Hi Brad,
On 01/01/2015 02:46 AM, Bradford Wetmore wrote:
To the actual proposal:
http://cr.openjdk.java.net/~plevart/jdk9-dev/SystemRandom/webrev.03/
Overall, I'm ok with what's proposed. This is more straightforward to
parse/understand than trying to adjust NativeSeedGenerator to
create/call directly (e.g. UNIX: new
NativeSeedGenerator("/dev/urandom") or Windows: new
NativeSeedGenerator()). But I'd still like to understand why you
moved away from this.
One concern is that you're duplicating native libraries in java.base,
and it would be the third JDK library overall with this type of call.
There's one in libjava (for java.base/WinCAPISeedGenerator for
sun.security.provider.NativeSeedGenerator) and sunmscapi (for
jdk.crypto.mscapi/SunMSCAPI/sun.security.mscapi). Would it work to
tweak the WinCAPISeedGenerator so you don't have to create a new dll
for java.base?
The SystemRandom JNI bindings for Windows are located in:
java.base/windows/native/libjava/SystemRandomImpl_md.c
...so as I understand they are also part of libjava. No new DLL here.
True. My thought should have been about having very similar code
duplicated in libjava.
I'm ok with this, though it's not really clear if/when MS will drop
support for ADVAPI32!RtlGenRandom. This always makes me nervous
because whatever is put in will likely never change until some MS
change breaks it.
the Microsoft C Runtime Library makes use of this function in its
implementation of "rand_s", so it's removal would break a lot of
programs. I think this is a relative guarantee that the function is here
to stay.
What are the fallbacks for SystemRandomImpl if /dev/urandom or the
rtlGenRandomFN/CryptGenRandom aren't available? Is that something
you'll bake into TLR or will you do it here?
>
I think it's better to leave it to consumers (TLR/SplittableRandom) as
they know what's good-enough for them. The API allows for arbitrary
number of bytes to be generated and I don't have an easy means of
generating more than 8 "random" bytes just from System.nanoTime() and
System.currentTimeMillis() short of using SecureRandom as a fall-back.
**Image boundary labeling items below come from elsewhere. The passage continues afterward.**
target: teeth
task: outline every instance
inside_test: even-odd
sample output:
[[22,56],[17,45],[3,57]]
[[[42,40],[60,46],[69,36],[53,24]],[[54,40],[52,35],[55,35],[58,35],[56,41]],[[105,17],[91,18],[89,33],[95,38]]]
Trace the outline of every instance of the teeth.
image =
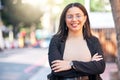
[[77,24],[72,24],[72,26],[77,26]]

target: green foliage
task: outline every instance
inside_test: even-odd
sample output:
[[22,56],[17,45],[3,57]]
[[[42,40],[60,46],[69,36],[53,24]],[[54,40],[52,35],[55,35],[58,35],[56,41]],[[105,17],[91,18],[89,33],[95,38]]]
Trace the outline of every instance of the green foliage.
[[92,12],[108,12],[110,10],[107,10],[105,7],[109,6],[109,1],[106,0],[90,0],[90,10]]
[[73,3],[73,2],[79,2],[79,3],[81,3],[81,4],[84,4],[85,2],[84,2],[84,0],[64,0],[64,5],[67,5],[67,4],[69,4],[69,3]]
[[22,4],[21,0],[17,3],[13,3],[13,0],[1,1],[4,6],[2,20],[6,25],[17,26],[22,22],[25,26],[29,26],[32,23],[39,23],[42,13],[37,8],[29,4]]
webrev.03 only has new code, no changes yet to TLR/SplittableRandom,
so I'm not yet quite following where TLR/SR will be changing. Also,
what is proposed for platforms that aren't Unix/Windows? Should there
be a generic fallback mechanism like ThreadedSeedGenerator? (Note,
I'm not suggesting using it, it's rather...SSLLLOOOWWWW...)
Are there other non-Unix and non-Windows platforms? I think the planned
fall-back for TLR/SplittableRandom is to just use
System.currentTimeMillis() & System.nanoTime() - these are the defaults
now unless SecureRandom is requested.